I understand that the specialized training associated with being an MD is different than the specialized training associated with becoming a plumber. Yet, I see plenty of similarities as well. Both entail constant technical changes and advancements. Both require staying current. Both require additional emotional and social skills beyond the specialized training to excel. Both benefit from strong character and convictions. In addition, granted that you paid attention to these other elements, both provide an ability to transfer into new and often very different fields.
Learn and Unlearn
Toffler wrote this and said it often. The educated of our age are those who have a keen ability to learn and unlearn. Specialization is a reality for many jobs. It is not about avoiding specialized training. We need that to get so many jobs done and done well. Yet, hardly anybody has a job protected from change in the modern world. That is why I am others talk and write about the importance of non-cognitive skills, learning how to learn, and the importance of developing the capacity for self-directed learning. These are just as important in specialized training as anywhere else.
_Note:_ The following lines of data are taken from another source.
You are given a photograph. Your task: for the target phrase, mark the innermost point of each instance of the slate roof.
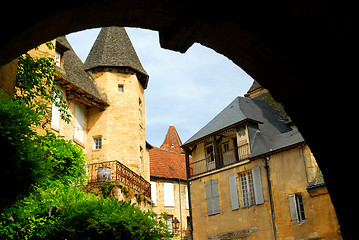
(169, 161)
(113, 48)
(172, 141)
(75, 74)
(268, 133)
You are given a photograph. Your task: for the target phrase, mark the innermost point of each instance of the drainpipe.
(190, 227)
(266, 166)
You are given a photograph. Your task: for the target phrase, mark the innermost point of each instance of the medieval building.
(105, 97)
(169, 183)
(252, 176)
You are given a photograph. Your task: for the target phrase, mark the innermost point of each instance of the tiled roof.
(169, 161)
(164, 163)
(172, 141)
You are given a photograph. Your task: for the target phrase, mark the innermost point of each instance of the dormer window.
(58, 58)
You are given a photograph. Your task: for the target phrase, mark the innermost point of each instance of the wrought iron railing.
(114, 171)
(221, 160)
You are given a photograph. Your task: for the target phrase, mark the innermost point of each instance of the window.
(226, 147)
(79, 132)
(212, 196)
(211, 164)
(153, 192)
(187, 203)
(296, 208)
(234, 191)
(140, 111)
(247, 188)
(251, 187)
(55, 115)
(57, 59)
(169, 223)
(97, 143)
(169, 195)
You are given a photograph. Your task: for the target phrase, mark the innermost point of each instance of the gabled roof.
(75, 75)
(113, 48)
(169, 160)
(268, 133)
(172, 141)
(241, 109)
(167, 164)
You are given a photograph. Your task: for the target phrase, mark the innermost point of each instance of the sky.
(185, 90)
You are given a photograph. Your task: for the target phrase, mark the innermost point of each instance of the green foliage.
(18, 163)
(66, 212)
(29, 158)
(36, 85)
(42, 177)
(107, 188)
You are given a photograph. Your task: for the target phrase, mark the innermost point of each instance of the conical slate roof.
(113, 48)
(172, 141)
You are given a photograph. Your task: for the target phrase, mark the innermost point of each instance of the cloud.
(186, 90)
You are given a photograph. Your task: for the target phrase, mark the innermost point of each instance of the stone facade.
(169, 191)
(256, 178)
(107, 108)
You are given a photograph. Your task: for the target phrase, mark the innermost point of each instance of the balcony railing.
(114, 171)
(221, 160)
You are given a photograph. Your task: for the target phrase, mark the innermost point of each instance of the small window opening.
(58, 56)
(97, 143)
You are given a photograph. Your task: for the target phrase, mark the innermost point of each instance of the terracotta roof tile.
(172, 141)
(164, 163)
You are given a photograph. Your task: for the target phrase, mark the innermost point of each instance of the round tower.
(118, 132)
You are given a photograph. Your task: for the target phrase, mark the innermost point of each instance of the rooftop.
(113, 48)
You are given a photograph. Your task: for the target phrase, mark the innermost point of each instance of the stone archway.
(298, 50)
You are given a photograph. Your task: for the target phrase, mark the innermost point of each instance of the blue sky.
(185, 90)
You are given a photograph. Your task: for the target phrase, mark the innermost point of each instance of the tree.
(42, 177)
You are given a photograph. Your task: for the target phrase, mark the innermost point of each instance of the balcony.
(220, 160)
(114, 171)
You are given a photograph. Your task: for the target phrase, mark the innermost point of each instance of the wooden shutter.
(209, 197)
(169, 195)
(234, 191)
(79, 124)
(153, 192)
(257, 182)
(215, 194)
(212, 196)
(55, 115)
(293, 208)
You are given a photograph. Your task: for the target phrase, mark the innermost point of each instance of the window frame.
(296, 206)
(168, 195)
(247, 189)
(95, 141)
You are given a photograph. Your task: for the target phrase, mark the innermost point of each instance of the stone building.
(169, 183)
(105, 97)
(253, 177)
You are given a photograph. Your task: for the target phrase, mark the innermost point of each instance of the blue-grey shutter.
(215, 197)
(293, 208)
(234, 191)
(209, 197)
(257, 182)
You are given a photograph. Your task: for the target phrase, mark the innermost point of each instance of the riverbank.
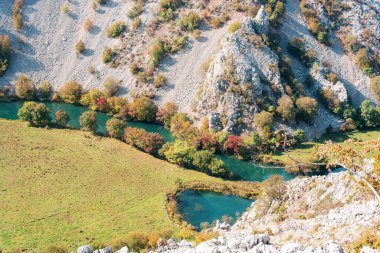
(71, 187)
(305, 151)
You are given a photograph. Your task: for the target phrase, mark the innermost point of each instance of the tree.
(369, 114)
(307, 108)
(178, 152)
(71, 92)
(94, 99)
(25, 88)
(286, 108)
(111, 86)
(35, 113)
(62, 118)
(88, 121)
(115, 127)
(375, 86)
(166, 112)
(44, 90)
(148, 142)
(143, 109)
(264, 120)
(207, 162)
(5, 45)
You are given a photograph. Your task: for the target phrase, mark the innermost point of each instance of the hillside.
(71, 187)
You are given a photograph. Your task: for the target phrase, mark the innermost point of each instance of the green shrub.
(157, 52)
(136, 10)
(369, 114)
(116, 29)
(108, 55)
(115, 127)
(80, 47)
(234, 27)
(143, 109)
(35, 113)
(111, 86)
(207, 162)
(55, 249)
(5, 45)
(375, 87)
(88, 121)
(286, 108)
(264, 120)
(307, 108)
(25, 88)
(178, 152)
(166, 112)
(166, 8)
(62, 118)
(189, 22)
(71, 92)
(159, 81)
(44, 90)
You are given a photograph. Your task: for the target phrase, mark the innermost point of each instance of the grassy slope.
(70, 187)
(305, 149)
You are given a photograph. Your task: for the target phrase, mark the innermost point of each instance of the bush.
(166, 112)
(307, 108)
(264, 120)
(111, 86)
(375, 87)
(273, 193)
(141, 139)
(215, 22)
(88, 25)
(286, 108)
(25, 88)
(55, 249)
(118, 105)
(62, 118)
(189, 22)
(178, 152)
(71, 92)
(115, 127)
(181, 128)
(80, 47)
(369, 114)
(157, 52)
(166, 8)
(159, 81)
(207, 162)
(108, 55)
(116, 29)
(88, 121)
(143, 109)
(18, 21)
(35, 113)
(234, 145)
(44, 90)
(234, 27)
(5, 45)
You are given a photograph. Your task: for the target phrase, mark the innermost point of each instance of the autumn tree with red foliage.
(141, 139)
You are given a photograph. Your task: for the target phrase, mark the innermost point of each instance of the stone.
(85, 249)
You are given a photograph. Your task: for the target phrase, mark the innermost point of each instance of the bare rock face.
(319, 73)
(243, 71)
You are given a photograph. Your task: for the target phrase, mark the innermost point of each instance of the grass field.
(68, 187)
(305, 149)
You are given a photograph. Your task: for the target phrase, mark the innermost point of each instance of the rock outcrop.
(243, 71)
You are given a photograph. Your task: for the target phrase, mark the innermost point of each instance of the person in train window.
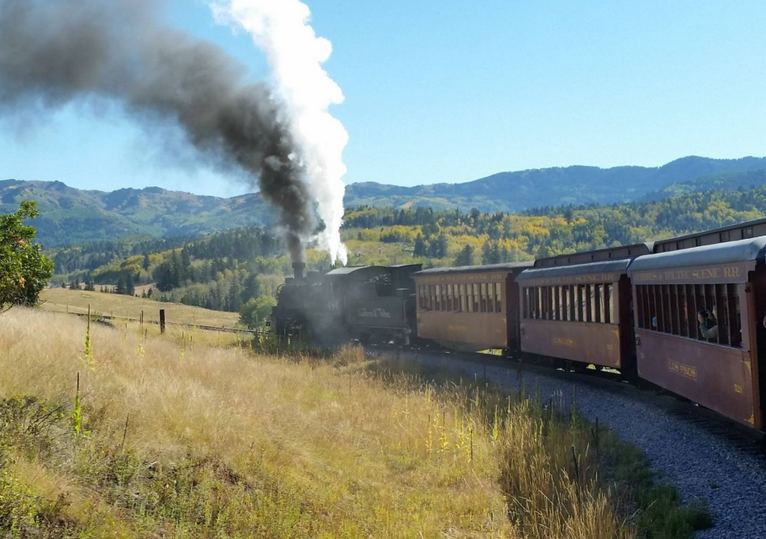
(708, 324)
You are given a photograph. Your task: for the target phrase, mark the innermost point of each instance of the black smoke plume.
(56, 51)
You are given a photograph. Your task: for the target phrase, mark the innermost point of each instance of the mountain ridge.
(70, 215)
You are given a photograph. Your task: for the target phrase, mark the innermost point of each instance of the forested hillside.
(72, 216)
(228, 269)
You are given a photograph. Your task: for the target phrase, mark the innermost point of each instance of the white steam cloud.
(296, 54)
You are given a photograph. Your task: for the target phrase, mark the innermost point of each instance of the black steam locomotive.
(366, 303)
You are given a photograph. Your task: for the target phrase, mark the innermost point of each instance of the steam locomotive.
(366, 303)
(687, 314)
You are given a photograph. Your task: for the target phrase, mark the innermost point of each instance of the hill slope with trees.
(228, 269)
(72, 216)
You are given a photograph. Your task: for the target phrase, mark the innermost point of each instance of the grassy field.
(169, 439)
(77, 301)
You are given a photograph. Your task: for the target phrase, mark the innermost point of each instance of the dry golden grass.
(198, 441)
(77, 301)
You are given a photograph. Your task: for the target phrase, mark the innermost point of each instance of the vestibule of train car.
(471, 307)
(696, 314)
(579, 312)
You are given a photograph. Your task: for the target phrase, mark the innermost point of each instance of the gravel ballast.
(700, 462)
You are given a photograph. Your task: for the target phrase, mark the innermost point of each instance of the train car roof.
(347, 270)
(605, 254)
(610, 266)
(359, 270)
(745, 224)
(705, 255)
(476, 269)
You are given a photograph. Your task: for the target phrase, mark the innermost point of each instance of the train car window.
(683, 311)
(577, 303)
(640, 308)
(440, 293)
(525, 303)
(551, 303)
(722, 314)
(548, 301)
(667, 304)
(599, 298)
(562, 303)
(735, 330)
(538, 303)
(673, 310)
(571, 302)
(652, 307)
(554, 303)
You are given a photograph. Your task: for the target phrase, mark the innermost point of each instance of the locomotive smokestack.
(298, 269)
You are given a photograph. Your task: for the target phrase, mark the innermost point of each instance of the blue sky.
(456, 90)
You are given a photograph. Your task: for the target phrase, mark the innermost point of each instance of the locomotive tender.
(687, 314)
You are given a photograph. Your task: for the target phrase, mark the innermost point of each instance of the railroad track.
(704, 455)
(735, 434)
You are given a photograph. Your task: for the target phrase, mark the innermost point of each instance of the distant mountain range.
(73, 216)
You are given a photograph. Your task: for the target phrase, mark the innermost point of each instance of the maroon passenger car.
(579, 312)
(699, 323)
(470, 307)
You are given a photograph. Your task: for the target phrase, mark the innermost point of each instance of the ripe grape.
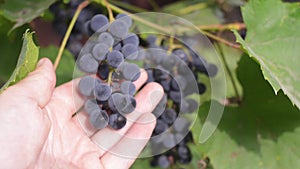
(118, 28)
(125, 18)
(106, 38)
(115, 58)
(99, 51)
(91, 105)
(128, 87)
(99, 118)
(102, 91)
(98, 21)
(86, 85)
(87, 63)
(117, 121)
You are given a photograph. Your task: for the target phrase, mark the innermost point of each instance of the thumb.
(38, 85)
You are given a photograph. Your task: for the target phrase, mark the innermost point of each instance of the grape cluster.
(108, 84)
(63, 13)
(175, 71)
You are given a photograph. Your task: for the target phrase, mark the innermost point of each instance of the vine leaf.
(26, 62)
(263, 132)
(23, 12)
(64, 71)
(273, 39)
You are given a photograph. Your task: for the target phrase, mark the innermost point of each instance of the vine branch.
(217, 38)
(229, 72)
(221, 27)
(68, 33)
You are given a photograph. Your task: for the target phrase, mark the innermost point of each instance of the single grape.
(181, 125)
(99, 51)
(115, 58)
(117, 46)
(160, 127)
(169, 116)
(160, 108)
(118, 28)
(74, 47)
(91, 105)
(130, 51)
(87, 28)
(150, 76)
(103, 71)
(87, 63)
(165, 84)
(128, 87)
(123, 103)
(125, 18)
(151, 39)
(113, 100)
(184, 154)
(132, 39)
(106, 38)
(160, 74)
(86, 85)
(99, 119)
(175, 96)
(117, 121)
(102, 91)
(130, 71)
(98, 21)
(169, 140)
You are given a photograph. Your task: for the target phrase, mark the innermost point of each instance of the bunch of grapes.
(175, 70)
(108, 84)
(107, 60)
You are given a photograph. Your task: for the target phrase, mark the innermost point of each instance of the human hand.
(37, 130)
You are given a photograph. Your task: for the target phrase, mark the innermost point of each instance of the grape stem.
(217, 38)
(221, 27)
(237, 95)
(154, 5)
(163, 29)
(128, 6)
(68, 33)
(192, 8)
(110, 13)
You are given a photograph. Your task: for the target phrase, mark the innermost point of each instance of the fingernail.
(40, 63)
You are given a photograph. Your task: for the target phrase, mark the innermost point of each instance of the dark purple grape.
(117, 121)
(98, 21)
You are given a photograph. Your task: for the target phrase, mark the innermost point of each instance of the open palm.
(37, 130)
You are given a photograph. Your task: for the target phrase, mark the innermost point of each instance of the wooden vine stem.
(68, 33)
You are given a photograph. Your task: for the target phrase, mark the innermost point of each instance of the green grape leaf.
(8, 45)
(26, 62)
(23, 12)
(273, 39)
(64, 71)
(263, 132)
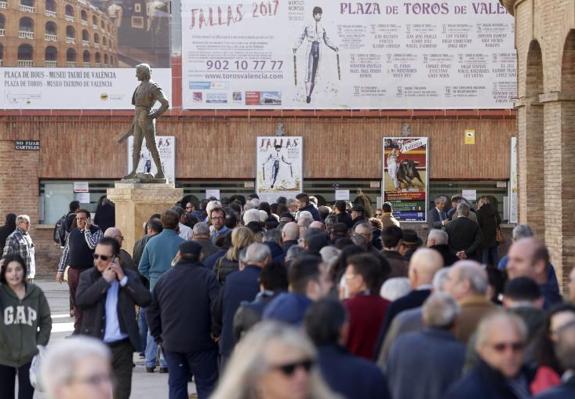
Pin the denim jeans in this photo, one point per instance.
(202, 365)
(152, 353)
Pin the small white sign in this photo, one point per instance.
(469, 195)
(342, 195)
(212, 192)
(81, 187)
(82, 198)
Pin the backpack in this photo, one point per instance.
(60, 232)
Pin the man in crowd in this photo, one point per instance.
(201, 235)
(464, 235)
(434, 352)
(305, 205)
(499, 374)
(437, 218)
(391, 237)
(467, 283)
(242, 285)
(308, 282)
(327, 324)
(108, 295)
(438, 240)
(78, 256)
(290, 235)
(156, 260)
(20, 243)
(217, 220)
(185, 331)
(529, 257)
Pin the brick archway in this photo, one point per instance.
(531, 143)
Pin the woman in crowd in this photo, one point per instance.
(242, 237)
(273, 361)
(26, 323)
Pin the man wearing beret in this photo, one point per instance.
(180, 320)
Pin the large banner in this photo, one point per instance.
(82, 54)
(167, 149)
(279, 167)
(405, 178)
(335, 55)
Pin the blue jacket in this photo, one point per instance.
(483, 382)
(436, 355)
(350, 376)
(287, 307)
(239, 286)
(158, 255)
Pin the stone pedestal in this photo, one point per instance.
(136, 202)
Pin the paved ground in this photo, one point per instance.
(144, 385)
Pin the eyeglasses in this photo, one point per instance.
(503, 346)
(289, 369)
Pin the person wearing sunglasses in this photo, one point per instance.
(500, 344)
(273, 361)
(108, 295)
(78, 367)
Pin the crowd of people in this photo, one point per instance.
(295, 299)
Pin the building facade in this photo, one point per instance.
(545, 42)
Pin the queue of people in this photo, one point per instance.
(296, 300)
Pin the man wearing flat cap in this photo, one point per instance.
(180, 320)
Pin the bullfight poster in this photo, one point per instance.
(405, 179)
(279, 167)
(167, 149)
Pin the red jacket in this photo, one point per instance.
(366, 315)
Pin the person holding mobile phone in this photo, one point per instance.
(77, 257)
(107, 295)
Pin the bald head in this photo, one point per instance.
(528, 257)
(290, 232)
(114, 233)
(423, 266)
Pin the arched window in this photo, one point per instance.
(50, 5)
(25, 52)
(51, 54)
(70, 32)
(51, 28)
(71, 55)
(26, 24)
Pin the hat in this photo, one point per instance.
(190, 248)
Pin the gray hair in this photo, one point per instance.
(248, 362)
(462, 209)
(439, 279)
(522, 231)
(62, 358)
(439, 236)
(440, 311)
(22, 218)
(201, 229)
(251, 215)
(257, 253)
(395, 288)
(491, 321)
(474, 273)
(273, 235)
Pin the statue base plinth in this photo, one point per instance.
(136, 201)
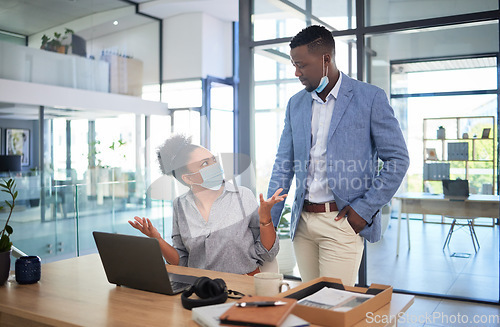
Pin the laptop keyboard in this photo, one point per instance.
(179, 286)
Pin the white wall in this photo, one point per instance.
(196, 45)
(140, 42)
(454, 41)
(217, 47)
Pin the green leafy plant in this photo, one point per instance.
(10, 188)
(55, 43)
(284, 225)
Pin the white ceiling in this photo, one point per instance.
(28, 17)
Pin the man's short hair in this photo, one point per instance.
(316, 37)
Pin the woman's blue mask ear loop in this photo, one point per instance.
(324, 80)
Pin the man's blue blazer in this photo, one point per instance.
(362, 130)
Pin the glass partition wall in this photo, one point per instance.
(81, 176)
(439, 63)
(83, 169)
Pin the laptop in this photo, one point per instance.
(137, 262)
(458, 188)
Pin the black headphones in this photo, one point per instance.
(210, 291)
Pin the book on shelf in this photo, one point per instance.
(431, 154)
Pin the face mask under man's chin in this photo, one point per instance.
(310, 87)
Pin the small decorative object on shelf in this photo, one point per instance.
(441, 133)
(28, 269)
(431, 154)
(486, 133)
(55, 44)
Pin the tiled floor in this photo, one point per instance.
(426, 267)
(428, 311)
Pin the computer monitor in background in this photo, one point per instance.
(10, 163)
(78, 45)
(456, 188)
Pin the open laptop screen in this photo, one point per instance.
(456, 188)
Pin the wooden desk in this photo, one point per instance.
(75, 292)
(476, 205)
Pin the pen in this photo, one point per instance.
(260, 304)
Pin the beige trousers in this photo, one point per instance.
(327, 248)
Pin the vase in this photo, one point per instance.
(28, 269)
(4, 266)
(441, 133)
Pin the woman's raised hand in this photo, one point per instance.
(145, 226)
(266, 205)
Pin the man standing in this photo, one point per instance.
(335, 132)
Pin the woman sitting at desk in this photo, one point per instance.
(216, 226)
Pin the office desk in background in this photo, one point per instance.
(75, 292)
(476, 205)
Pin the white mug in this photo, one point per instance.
(269, 284)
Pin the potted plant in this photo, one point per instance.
(5, 243)
(55, 44)
(286, 255)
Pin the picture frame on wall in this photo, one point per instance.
(17, 142)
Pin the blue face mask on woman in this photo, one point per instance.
(213, 176)
(324, 80)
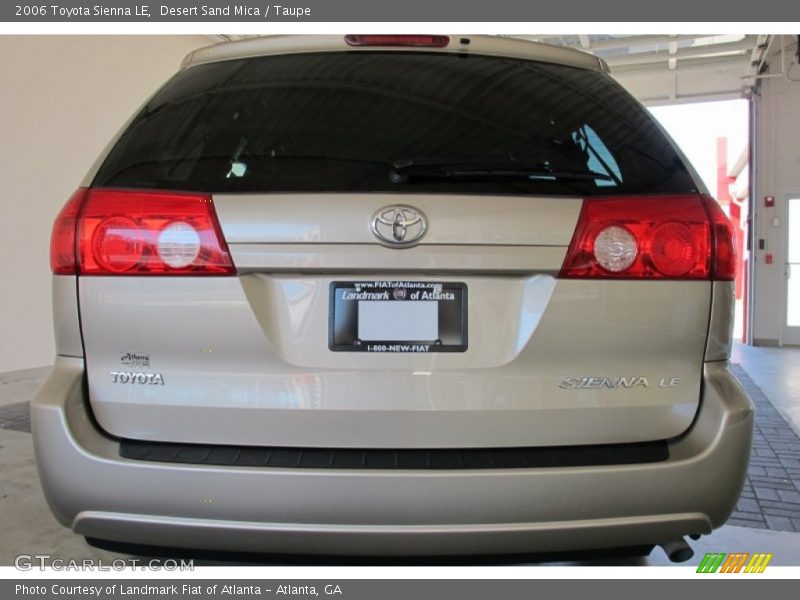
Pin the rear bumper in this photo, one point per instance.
(97, 493)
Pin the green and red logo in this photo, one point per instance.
(737, 562)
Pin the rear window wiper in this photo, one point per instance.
(402, 170)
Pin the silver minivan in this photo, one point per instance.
(392, 295)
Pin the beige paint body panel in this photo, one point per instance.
(246, 361)
(478, 44)
(66, 323)
(340, 511)
(345, 218)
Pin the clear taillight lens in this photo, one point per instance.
(660, 237)
(127, 232)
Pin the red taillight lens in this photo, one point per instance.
(121, 232)
(667, 237)
(62, 238)
(724, 268)
(425, 41)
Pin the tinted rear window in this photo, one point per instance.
(336, 122)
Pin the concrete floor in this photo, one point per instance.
(28, 527)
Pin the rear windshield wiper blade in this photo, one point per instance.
(483, 168)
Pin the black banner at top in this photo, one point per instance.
(310, 11)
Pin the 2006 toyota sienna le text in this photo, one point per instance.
(392, 295)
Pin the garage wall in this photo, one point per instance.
(777, 169)
(61, 99)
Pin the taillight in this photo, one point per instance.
(425, 41)
(127, 232)
(62, 238)
(675, 237)
(724, 268)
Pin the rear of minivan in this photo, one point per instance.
(392, 295)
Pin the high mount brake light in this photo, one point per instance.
(128, 232)
(660, 237)
(421, 41)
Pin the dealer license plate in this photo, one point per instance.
(398, 316)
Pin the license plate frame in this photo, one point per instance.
(344, 322)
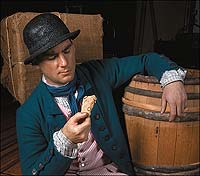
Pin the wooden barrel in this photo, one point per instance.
(160, 147)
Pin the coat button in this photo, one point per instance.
(41, 166)
(114, 147)
(106, 138)
(51, 151)
(102, 128)
(34, 171)
(57, 128)
(97, 117)
(121, 156)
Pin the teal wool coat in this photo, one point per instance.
(39, 117)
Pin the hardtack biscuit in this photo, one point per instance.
(88, 104)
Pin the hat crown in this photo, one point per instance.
(43, 29)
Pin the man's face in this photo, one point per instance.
(58, 64)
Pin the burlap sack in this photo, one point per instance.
(20, 79)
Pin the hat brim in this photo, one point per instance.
(71, 35)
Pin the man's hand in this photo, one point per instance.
(75, 131)
(174, 93)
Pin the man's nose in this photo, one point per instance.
(62, 60)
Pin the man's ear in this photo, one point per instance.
(37, 67)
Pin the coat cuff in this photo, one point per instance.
(171, 76)
(64, 146)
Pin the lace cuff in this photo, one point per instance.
(64, 145)
(171, 76)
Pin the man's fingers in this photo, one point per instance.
(79, 117)
(163, 105)
(172, 114)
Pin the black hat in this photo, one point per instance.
(44, 32)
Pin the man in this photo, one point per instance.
(54, 137)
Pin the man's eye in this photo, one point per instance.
(66, 51)
(52, 57)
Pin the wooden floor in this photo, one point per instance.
(10, 164)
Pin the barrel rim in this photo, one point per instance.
(151, 79)
(167, 169)
(143, 113)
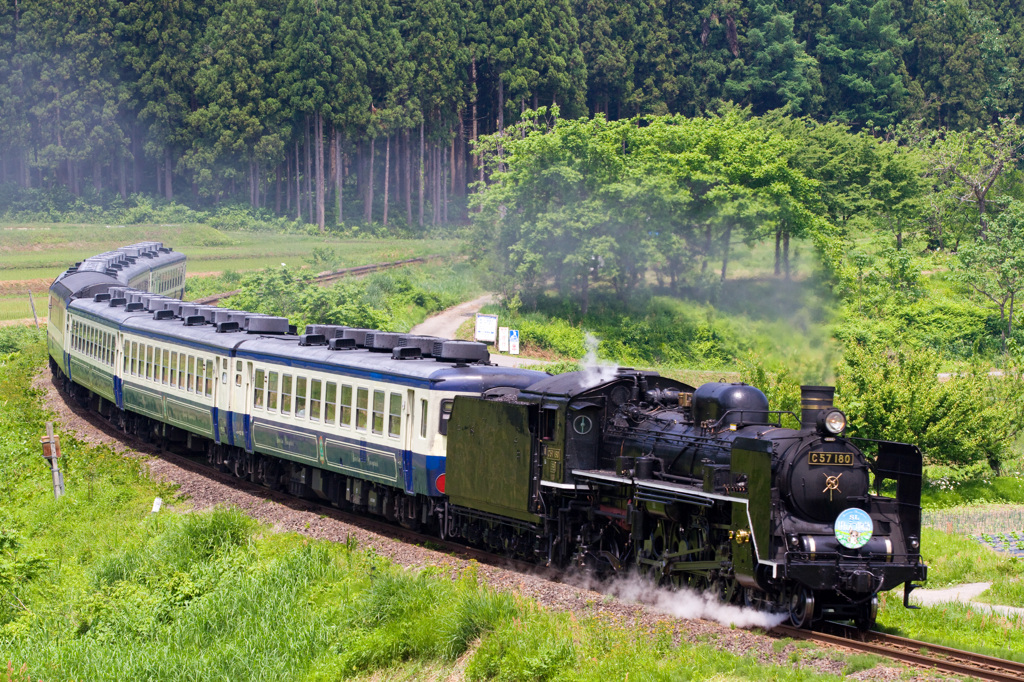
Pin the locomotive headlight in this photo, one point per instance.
(833, 421)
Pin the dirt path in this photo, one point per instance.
(446, 324)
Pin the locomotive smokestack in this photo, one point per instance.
(812, 400)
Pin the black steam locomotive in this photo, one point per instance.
(699, 487)
(612, 470)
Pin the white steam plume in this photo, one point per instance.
(594, 369)
(685, 603)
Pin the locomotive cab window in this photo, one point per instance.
(549, 418)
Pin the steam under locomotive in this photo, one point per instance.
(613, 470)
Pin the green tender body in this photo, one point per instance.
(488, 457)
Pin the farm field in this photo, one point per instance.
(32, 254)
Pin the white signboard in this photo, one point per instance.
(486, 328)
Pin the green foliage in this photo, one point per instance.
(896, 394)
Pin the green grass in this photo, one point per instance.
(36, 251)
(953, 625)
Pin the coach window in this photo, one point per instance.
(300, 397)
(346, 406)
(378, 412)
(271, 391)
(394, 416)
(423, 419)
(330, 401)
(258, 389)
(286, 393)
(361, 405)
(314, 397)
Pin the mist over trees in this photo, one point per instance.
(367, 111)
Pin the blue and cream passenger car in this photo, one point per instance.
(351, 416)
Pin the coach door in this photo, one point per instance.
(408, 418)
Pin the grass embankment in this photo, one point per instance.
(35, 253)
(96, 587)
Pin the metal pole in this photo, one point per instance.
(57, 476)
(33, 304)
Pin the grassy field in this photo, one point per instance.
(32, 254)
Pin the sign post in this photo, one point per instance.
(51, 451)
(486, 328)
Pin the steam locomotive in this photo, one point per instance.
(613, 470)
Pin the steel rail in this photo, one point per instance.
(914, 652)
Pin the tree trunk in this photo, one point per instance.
(387, 175)
(339, 182)
(785, 255)
(168, 175)
(369, 208)
(778, 252)
(309, 172)
(276, 189)
(298, 184)
(409, 181)
(725, 250)
(123, 178)
(422, 170)
(318, 120)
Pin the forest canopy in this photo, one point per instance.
(368, 110)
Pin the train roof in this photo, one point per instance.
(114, 267)
(286, 349)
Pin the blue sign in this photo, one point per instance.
(853, 527)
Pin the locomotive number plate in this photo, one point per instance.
(829, 459)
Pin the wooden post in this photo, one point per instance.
(33, 304)
(51, 451)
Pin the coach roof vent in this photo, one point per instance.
(461, 351)
(357, 335)
(424, 343)
(266, 325)
(329, 331)
(382, 341)
(341, 344)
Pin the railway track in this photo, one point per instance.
(912, 652)
(325, 278)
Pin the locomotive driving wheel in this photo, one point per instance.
(801, 604)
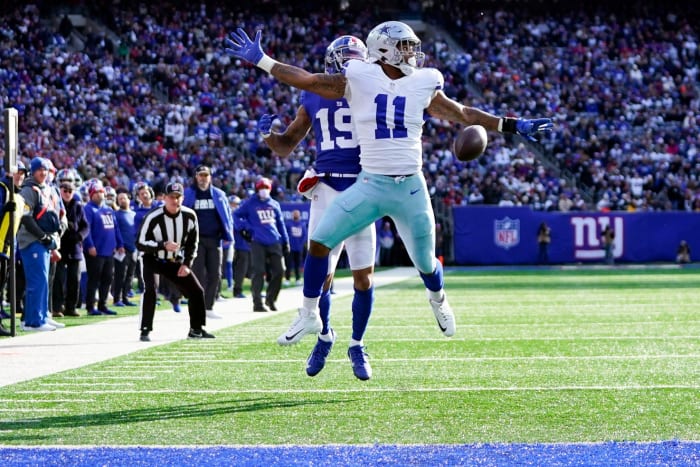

Just Another Defense of the Liberal Arts?
Isn’t this just another defense of the liberal arts? As I mentioned at the beginning of this article, I see great value in the liberal arts. It is just that many today seem to be setting up a strawman when they contrast specialized training with the values of a liberal arts education. They are not mutually exclusive. There is not one sacred pathway to developing these values and the associated mindsets, knowledge, and skills. Technical schools might not be liberal arts schools in the modern sense, but it doesn’t mean that that can’t nurture critical thinking, problem solving, learning how to learn, any many other traits that some associate with the liberal arts, including elements like an appreciation for culture and the arts (which was a point in my last article on this subject).
What About for Your Own Kids?
One critique of my past writing about these ideas, especially the concept of multiple pathways (some of which might not include college) is that this is the sort of thing elitists say is good for other people’s children but not their own. They talk about the merit of technical training and how a traditional liberal arts college experience isn’t essential, but then they send their kids to the best liberal arts schools in the nation. Instead, such critics often argue that our goal should be to send as many people as possible to college.
Yet, isn’t that forcing a preferred pathway on everyone else? Doesn’t that perpetuate the monopoly on access to certain types of jobs that people without college degrees could do exceedingly well? I argue that the learning is and should be seen as more important than the pathway. In fact, when we look at the need for learning across the lifespan, the person who gets this is at a huge advantage.